Fans who have been waiting 50 years for a follow-up to Harper Lee’s classic, To Kill a Mockingbird, finally got their wish when she announced yesterday that her novel Go Set a Watchman – actually written before Mockingbird – will be released this summer.
According to the press release from HarperCollins, Lee states, “In the mid-1950s, I completed a novel called Go Set a Watchman. It features the character known as Scout as an adult woman and I thought it a pretty decent effort. My editor, who was taken by the flashbacks to Scout’s childhood, persuaded me to write a novel from the point of view of the young Scout. I was a first-time writer, so I did as I was told. I hadn’t realized it had survived, so was surprised and delighted when my dear friend and lawyer Tonja Carter discovered it. After much thought and hesitation I shared it with a handful of people I trust and was pleased to hear that they considered it worthy of publication. I am humbled and amazed that this will now be published after all these years.”

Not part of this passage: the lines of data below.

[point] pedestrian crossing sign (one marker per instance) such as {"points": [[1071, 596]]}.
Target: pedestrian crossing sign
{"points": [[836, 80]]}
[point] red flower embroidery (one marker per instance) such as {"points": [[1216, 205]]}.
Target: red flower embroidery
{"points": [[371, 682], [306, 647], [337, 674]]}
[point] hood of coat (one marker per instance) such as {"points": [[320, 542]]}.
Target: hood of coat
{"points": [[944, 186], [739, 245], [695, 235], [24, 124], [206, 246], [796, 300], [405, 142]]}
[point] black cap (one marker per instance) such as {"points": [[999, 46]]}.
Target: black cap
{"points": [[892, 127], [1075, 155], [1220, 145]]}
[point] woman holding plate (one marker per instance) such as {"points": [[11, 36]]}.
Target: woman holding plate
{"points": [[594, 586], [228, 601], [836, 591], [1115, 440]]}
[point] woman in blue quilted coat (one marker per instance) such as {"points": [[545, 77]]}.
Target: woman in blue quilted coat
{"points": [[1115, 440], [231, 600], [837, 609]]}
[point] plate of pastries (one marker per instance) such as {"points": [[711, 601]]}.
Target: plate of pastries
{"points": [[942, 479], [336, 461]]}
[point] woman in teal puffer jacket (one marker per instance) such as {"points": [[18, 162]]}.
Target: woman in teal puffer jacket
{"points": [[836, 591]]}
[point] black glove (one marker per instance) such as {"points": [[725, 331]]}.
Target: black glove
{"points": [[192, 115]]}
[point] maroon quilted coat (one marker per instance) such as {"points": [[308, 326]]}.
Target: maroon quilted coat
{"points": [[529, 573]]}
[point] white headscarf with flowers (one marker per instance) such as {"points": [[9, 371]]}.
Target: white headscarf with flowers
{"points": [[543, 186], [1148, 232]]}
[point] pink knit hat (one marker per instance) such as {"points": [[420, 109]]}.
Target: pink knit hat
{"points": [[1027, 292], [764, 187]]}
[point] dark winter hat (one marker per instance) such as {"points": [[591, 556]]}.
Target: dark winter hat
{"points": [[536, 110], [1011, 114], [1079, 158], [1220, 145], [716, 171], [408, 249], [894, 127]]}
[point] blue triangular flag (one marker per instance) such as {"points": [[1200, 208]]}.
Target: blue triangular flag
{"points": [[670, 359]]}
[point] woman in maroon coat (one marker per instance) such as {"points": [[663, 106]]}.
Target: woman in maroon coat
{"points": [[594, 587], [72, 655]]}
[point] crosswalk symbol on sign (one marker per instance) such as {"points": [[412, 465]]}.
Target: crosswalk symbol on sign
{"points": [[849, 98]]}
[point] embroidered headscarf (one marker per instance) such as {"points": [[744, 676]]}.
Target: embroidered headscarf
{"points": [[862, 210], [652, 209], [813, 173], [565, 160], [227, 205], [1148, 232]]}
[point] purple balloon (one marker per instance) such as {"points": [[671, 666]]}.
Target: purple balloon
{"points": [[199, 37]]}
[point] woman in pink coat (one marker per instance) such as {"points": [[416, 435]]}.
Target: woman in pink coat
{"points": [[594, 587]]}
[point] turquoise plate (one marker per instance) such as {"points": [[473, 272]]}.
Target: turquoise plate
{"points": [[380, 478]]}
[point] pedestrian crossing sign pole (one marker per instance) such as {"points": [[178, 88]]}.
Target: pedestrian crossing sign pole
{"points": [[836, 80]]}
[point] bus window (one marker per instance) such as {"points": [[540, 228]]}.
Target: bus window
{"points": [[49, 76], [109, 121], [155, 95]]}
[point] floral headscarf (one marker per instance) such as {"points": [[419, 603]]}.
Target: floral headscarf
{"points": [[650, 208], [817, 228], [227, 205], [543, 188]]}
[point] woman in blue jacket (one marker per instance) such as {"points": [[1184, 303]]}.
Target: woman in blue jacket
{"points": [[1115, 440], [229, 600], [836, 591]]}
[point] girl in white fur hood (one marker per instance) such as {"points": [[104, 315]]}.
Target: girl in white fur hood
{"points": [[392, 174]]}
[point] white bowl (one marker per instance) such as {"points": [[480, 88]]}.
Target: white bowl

I’ve been wanting to reread To Kill a Mockingbird for a while. The last time I read it I was in school (I can’t even remember what year) and I know I didn’t appreciate the novel at the time. I’ve been looking forward to going back and rereading it now, with a whole new perspective. This news has given me added incentive to make sure I get that done.
However, there’s also another side to this coin. There are several drawbacks to this news about the new publication. The first being how much control Lee has actually had in the decision to publish this first novel. Back in the summer Gawker published this article after the publication of a biography titled The Mockingbird Next Door raised controversy. Author Marja Mills claims she had Lee’s permission, as well as written consent from Lee’s sister and lawyer, Alice. Questions have since emerged as to whether Lee herself actually had any issue with the biography, or whether it was her current law firm (the firm from which Alice had retired) that was creating the problem.
This information makes one curious as to whether Lee has truly chosen to publish this novel now, or whether her lawyers have decided it’s a good way to make money, so they convinced her to go through with it.
The other concern is a more practical one – this novel was written first, and according to what I’ve read, it will be published with little revision. Therefore, we have to remember not to keep our expectations too high. It’ll be easy to expect a lot from this novel, given the popularity and timelessness of To Kill a Mockingbird, but the truth is, it just might not live up to that hype.
However, whether this book is just as good, better, or worse, than To Kill a Mockingbird, it’s still exciting that we’ll finally get to see Scout the way Harper Lee originally envisioned her.